Pada lapangan “A” PT. Chevron Pacific Indonesia memproduksi minyak
berat dengan proses produksi menggunakan metode EOR yaitu injeksi uap
(steamflood). Didalam mekanismenya terdadapat permasalahan yaitu tidak semua
panas yang diinjeksikan dapat mencapai fluida reservoir. Adapun peristiwa ini
sering dikenal dengan istilah heat loss. Penelitian ini dimaksudkan untuk
mengetahui kuantitas heat loss yang terjadi di reservoir selama proses
berlangsung pada sumur “X-1”, “X-2” dan “X-3” dengan tujuan agar diperoleh
profil temperatur yang dapat digunakan sebagai acuan dalam penginjeksian uap
kedepannya,
Dalam melakukan penelitian, penulis menggunakan metode yang
dikembangkan oleh Marx – Langenheim. Adapun langkahnya yaitu dengan cara
menghitung kuantitas kehilangan panas yang terjadi di reservoir pada masing-
masing sumur. Setelah itu dilanjutkan dengan menganalisa efek dari laju injeksi
uap (divariasikan dari 1000 sampai 10000 BSPD), waktu penginjeksian uap
(divariasikan dari 1 sampai 30 hari) dan reservoir property terhadap reservoir
heat loss yang terjadi.
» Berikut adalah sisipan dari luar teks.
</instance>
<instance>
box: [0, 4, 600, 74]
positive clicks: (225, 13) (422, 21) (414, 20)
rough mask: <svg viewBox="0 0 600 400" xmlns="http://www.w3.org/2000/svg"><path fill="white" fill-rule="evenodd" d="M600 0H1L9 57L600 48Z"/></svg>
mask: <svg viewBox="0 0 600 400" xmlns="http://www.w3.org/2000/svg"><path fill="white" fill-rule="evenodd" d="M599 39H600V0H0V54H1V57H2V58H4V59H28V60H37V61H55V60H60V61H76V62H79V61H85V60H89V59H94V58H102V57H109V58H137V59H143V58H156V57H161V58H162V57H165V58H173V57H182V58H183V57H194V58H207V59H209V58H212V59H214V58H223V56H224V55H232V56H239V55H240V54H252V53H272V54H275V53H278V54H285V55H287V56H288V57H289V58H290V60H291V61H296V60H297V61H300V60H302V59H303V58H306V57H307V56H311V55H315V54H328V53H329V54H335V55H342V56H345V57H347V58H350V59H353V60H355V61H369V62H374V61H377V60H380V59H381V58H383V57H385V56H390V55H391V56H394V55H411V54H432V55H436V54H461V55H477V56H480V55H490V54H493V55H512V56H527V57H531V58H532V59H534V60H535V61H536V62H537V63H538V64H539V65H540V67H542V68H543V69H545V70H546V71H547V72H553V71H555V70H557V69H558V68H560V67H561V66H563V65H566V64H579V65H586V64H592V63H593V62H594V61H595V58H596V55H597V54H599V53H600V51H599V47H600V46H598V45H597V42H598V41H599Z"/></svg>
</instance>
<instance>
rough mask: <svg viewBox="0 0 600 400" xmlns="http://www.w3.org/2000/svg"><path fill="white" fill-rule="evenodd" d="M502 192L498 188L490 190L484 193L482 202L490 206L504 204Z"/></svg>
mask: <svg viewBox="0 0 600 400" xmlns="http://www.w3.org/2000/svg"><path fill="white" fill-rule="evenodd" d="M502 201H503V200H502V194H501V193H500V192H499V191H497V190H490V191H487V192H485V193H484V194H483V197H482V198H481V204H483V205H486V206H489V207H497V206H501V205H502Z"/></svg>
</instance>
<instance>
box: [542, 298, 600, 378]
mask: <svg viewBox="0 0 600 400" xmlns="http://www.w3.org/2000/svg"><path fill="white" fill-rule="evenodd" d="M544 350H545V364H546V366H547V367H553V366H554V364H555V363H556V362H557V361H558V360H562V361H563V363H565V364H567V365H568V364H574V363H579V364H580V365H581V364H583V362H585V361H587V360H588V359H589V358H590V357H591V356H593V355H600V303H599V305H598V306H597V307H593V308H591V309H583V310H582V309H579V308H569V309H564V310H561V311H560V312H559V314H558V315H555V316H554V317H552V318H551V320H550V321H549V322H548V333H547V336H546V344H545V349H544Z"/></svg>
Data reservoir target yang digunakan dalam perhitungan ini
diambil dari reservoir “sand 1”. Selanjutnya penelitian dilanjutkan dengan
mengestimasi temperatur profil di lapisan overburden dan underburden dengan
mengkaji pergerakan kehilangan panas di area “Z”, yaitu hilangnya panas dari
“sand 1” menuju “sand 2”.
Dari hasil analisa yang dilakukan, maka akan diketahui pengaruh dari
besarnya laju injeksi steam, waktu penginjeksian steam serta reservoir property
terhadap reservoir heat loss yang terjadi diketiga sumur. Selain itu didapatkan
juga hasil analisa berupa estimasi temperature pada lapisan overburden dan
underburden. Profil temperatur inilah yang berguna sebagai acuan apabila pada
lapisan-lapisan tersebut akan dilakukan penginjeksian uap kedepannya.